Ailing British Nobel literature laureate Harold Pinter fiercely attacked the Anglo-American decision to go to war in Iraq in a pre-recorded speech aired at the Swedish Academy in Stockholm on Wednesday.
The British playwright said the Iraq war was one of a number of "US crimes" and mocked Tony Blair's Britain as "pathetic and supine", according to The Independent on Thursday.
The invasion of Iraq was "a bandit act", "an act of blatant state terrorism, demonstrating absolute contempt for the concept of international law ... an arbitrary military action inspired by a series of lies upon lies and gross manipulation of the media and therefore of the public." he said.

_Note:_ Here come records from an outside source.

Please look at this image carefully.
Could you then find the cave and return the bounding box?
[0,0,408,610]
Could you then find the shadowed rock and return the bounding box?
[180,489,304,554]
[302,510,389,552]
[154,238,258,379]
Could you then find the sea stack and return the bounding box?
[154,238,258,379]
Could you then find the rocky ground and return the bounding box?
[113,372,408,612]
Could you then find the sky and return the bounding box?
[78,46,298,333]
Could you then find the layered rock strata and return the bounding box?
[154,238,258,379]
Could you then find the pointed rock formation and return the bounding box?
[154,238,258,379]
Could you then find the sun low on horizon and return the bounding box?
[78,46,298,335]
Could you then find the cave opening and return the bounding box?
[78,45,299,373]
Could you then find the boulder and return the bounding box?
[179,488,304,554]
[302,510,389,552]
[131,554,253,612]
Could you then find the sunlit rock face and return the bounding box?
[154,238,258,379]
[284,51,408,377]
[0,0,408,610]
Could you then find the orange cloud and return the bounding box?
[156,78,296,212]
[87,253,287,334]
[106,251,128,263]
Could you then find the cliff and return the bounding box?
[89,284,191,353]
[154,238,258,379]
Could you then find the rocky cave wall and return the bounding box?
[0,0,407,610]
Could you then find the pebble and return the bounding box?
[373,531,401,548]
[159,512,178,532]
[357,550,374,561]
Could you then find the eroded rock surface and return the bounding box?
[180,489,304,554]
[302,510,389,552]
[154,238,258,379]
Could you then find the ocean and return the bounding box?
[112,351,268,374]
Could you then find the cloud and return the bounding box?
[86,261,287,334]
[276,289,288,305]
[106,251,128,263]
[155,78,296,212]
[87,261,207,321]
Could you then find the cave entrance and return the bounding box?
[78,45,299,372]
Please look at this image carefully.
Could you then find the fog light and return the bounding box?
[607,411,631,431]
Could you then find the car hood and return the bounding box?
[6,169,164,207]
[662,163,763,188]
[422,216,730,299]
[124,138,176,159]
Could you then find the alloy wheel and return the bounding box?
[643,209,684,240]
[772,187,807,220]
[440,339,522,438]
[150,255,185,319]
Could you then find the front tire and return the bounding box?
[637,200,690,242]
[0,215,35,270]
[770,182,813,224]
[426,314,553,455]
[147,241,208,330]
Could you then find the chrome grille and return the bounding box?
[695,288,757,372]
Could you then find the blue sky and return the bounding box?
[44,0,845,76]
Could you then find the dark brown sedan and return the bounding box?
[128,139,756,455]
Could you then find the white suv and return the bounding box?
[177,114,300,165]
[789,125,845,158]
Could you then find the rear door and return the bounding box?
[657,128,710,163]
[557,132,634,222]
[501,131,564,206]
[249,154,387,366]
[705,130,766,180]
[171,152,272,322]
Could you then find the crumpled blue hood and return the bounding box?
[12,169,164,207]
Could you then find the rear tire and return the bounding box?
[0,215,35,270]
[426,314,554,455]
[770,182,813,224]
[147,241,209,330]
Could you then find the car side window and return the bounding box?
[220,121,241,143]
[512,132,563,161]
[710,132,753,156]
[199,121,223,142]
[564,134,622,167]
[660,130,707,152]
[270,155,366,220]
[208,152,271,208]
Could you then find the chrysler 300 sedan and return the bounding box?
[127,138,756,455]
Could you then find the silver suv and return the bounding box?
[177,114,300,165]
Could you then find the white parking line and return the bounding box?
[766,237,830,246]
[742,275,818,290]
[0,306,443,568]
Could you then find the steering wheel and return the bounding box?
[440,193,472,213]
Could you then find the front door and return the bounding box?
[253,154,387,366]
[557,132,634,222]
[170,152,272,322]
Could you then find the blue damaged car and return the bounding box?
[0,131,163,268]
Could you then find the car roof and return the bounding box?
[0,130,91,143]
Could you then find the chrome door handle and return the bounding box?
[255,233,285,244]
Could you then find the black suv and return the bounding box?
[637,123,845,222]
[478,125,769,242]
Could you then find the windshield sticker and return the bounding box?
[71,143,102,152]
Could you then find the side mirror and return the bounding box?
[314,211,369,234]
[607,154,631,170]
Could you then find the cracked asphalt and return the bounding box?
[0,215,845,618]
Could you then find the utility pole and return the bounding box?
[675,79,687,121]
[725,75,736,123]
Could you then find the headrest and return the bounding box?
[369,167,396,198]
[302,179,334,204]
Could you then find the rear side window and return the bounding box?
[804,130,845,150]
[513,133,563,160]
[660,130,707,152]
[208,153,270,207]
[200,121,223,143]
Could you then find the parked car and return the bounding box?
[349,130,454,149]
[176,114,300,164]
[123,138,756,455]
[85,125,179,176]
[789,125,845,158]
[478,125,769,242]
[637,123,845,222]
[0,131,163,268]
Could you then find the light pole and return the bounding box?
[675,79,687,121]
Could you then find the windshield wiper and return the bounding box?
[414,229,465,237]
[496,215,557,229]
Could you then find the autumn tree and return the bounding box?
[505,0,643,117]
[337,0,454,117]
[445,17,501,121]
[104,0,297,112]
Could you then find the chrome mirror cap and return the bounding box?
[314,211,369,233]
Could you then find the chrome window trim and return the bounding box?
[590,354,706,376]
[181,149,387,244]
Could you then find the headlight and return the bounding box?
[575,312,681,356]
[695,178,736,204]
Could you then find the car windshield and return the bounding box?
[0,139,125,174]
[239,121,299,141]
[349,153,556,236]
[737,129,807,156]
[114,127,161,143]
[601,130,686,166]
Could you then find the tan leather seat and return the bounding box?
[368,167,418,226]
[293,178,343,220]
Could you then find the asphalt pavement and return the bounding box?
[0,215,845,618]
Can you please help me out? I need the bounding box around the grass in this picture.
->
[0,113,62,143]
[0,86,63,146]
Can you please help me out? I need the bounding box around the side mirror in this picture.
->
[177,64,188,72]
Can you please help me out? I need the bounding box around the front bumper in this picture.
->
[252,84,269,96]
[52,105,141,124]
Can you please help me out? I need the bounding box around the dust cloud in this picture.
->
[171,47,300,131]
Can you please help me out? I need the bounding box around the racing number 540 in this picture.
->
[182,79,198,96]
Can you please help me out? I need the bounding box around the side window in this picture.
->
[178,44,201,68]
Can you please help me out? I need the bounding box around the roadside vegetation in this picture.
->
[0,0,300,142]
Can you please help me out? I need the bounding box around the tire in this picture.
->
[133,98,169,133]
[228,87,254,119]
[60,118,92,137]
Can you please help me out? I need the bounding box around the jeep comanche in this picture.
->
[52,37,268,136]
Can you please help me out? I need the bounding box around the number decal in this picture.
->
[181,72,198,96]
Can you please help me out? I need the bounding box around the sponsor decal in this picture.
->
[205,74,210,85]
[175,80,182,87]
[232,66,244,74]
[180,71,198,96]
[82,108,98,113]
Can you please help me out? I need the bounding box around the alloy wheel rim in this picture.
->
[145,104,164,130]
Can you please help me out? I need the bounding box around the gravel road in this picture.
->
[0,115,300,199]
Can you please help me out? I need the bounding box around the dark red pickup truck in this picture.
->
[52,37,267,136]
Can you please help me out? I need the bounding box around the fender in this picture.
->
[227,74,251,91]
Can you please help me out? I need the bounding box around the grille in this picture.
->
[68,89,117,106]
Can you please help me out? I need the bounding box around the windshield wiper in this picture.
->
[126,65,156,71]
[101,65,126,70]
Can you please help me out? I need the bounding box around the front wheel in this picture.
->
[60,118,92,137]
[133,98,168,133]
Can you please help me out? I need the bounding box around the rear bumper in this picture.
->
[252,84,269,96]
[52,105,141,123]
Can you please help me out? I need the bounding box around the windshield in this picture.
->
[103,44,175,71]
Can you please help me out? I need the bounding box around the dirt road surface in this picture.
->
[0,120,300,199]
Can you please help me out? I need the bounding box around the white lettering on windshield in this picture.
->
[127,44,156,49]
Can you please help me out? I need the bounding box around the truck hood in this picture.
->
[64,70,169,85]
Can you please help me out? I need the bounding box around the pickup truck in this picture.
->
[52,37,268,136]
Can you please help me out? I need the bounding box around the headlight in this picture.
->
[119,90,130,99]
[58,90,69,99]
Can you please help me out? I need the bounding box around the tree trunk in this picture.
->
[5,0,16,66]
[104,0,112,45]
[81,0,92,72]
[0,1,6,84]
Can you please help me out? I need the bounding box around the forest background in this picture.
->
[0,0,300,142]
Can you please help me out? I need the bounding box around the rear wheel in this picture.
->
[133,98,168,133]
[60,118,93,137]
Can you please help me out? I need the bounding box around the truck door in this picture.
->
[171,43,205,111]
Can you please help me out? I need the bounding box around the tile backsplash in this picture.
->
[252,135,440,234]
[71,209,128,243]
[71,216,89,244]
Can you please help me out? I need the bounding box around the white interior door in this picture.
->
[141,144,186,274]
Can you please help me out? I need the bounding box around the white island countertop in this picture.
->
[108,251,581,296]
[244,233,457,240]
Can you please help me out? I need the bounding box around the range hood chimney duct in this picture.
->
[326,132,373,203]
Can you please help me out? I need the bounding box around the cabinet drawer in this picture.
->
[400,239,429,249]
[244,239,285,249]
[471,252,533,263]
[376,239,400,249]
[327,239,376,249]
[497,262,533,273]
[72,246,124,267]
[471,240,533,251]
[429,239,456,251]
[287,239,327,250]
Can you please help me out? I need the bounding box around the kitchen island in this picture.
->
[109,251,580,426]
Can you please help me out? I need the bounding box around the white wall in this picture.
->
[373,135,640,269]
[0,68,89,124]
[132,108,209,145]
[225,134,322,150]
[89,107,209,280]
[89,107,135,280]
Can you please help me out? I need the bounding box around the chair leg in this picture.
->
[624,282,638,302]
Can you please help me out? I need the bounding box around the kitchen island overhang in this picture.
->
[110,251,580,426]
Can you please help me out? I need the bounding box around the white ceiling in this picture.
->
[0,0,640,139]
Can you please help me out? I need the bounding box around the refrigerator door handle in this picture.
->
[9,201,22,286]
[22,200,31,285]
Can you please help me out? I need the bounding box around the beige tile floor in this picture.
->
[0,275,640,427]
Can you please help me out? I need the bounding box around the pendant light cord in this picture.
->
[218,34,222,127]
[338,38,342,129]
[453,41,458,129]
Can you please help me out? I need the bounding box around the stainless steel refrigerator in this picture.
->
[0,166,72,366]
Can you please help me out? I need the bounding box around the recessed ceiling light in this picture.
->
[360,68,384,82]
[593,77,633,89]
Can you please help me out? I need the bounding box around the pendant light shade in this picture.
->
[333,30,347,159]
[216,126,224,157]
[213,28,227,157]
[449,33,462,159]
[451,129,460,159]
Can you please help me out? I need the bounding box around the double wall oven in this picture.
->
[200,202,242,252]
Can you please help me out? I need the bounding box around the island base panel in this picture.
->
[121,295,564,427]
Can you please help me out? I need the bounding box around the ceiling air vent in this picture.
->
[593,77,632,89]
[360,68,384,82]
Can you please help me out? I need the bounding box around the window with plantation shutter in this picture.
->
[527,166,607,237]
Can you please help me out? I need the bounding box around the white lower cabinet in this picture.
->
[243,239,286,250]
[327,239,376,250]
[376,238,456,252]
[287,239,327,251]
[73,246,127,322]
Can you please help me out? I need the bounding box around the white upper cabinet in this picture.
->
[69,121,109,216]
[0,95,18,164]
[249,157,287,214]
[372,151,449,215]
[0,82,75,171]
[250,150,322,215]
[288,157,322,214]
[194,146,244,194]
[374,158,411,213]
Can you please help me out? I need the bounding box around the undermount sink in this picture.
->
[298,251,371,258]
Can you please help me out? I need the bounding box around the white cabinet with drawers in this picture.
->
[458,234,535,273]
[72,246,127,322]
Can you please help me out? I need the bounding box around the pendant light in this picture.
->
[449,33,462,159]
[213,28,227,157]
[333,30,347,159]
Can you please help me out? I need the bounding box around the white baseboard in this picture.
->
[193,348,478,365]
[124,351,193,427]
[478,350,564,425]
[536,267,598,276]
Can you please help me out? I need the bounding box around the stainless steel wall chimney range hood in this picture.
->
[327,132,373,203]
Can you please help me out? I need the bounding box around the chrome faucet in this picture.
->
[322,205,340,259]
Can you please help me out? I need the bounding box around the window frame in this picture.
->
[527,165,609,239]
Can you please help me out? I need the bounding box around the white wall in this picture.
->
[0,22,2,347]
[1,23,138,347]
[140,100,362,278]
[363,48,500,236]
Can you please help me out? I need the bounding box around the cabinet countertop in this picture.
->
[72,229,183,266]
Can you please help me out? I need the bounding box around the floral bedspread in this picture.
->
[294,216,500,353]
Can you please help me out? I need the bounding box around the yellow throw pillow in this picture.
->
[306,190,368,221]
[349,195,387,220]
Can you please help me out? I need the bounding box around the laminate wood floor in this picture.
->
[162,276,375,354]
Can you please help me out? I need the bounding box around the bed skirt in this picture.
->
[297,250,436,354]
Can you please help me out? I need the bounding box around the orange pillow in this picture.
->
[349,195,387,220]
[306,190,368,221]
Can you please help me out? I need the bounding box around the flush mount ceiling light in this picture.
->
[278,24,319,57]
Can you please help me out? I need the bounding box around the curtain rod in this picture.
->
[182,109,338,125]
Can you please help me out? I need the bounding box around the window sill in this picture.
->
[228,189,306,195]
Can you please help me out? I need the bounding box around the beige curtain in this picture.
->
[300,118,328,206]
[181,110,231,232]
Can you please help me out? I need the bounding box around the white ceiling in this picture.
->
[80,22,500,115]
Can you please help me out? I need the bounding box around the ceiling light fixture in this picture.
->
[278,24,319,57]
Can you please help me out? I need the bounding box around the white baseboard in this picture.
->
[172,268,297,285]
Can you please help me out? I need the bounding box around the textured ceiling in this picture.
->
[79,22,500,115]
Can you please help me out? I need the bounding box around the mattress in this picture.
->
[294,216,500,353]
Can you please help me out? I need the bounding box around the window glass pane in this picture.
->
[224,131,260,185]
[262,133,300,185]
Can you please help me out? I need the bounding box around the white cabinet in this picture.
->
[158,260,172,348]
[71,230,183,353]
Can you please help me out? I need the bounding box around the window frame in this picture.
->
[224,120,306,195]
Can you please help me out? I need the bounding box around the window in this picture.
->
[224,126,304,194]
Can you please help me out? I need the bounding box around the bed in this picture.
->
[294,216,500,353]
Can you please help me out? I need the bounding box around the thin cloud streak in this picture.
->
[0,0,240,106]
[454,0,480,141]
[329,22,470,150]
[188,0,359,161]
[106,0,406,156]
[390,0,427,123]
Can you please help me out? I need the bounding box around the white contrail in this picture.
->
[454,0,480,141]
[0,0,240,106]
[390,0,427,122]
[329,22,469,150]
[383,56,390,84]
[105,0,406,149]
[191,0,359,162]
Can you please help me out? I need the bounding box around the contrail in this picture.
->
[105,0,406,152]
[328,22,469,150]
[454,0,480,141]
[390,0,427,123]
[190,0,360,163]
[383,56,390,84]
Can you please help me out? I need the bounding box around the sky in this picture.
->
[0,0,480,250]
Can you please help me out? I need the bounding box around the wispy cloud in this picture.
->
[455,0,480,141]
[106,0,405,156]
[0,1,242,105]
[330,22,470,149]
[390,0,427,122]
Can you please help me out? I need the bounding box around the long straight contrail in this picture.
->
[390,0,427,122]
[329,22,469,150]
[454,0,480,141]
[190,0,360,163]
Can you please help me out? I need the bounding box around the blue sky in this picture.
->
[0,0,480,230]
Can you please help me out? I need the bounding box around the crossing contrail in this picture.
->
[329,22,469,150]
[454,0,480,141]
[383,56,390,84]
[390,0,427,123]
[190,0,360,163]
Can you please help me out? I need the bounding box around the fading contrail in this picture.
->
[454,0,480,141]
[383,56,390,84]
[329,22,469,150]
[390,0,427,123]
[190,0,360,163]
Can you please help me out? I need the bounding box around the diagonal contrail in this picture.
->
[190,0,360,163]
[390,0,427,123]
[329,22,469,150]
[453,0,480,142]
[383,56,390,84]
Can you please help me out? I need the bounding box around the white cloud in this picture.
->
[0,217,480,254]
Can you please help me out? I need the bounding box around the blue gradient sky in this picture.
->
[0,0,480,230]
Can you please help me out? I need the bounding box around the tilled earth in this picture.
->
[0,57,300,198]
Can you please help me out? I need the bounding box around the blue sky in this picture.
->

Pinter, who has been treated for cancer in recent years, was supposed to have delivered the traditional Nobel lecture in person, but was forced to cancel his trip to Sweden because of poor health.
Pinter began his speech by explaining that most of his plays had been born from a single line, word or image that came into his head. But the Nobel Prize winner interrupted his literary meanderings with an impassioned tirade against the Iraq war.
He continued: "We have brought torture, cluster bombs, depleted uranium, innumerable acts of random murder, misery, degradation and death to the Iraqi people and call it 'bringing freedom and democracy to the Middle East'... the justification for the invasion of Iraq was that Saddam Hussein possessed a highly dangerous body of weapons of mass destruction, some of which could be fired in 45 minutes, bringing about appalling devastation. We were assured that was true. It was not true."
Other assertions - that Iraq had a relationship with al-Qa'ida, thus sharing responsibility for 9/11, and that Iraq threatened the security of the world - proved to be equally baseless, he said.
Pinter also took on US foreign policy more widely, contending that "crimes" committed by the US since the Second World War have been largely overlooked, unlike the atrocities committed by other nations.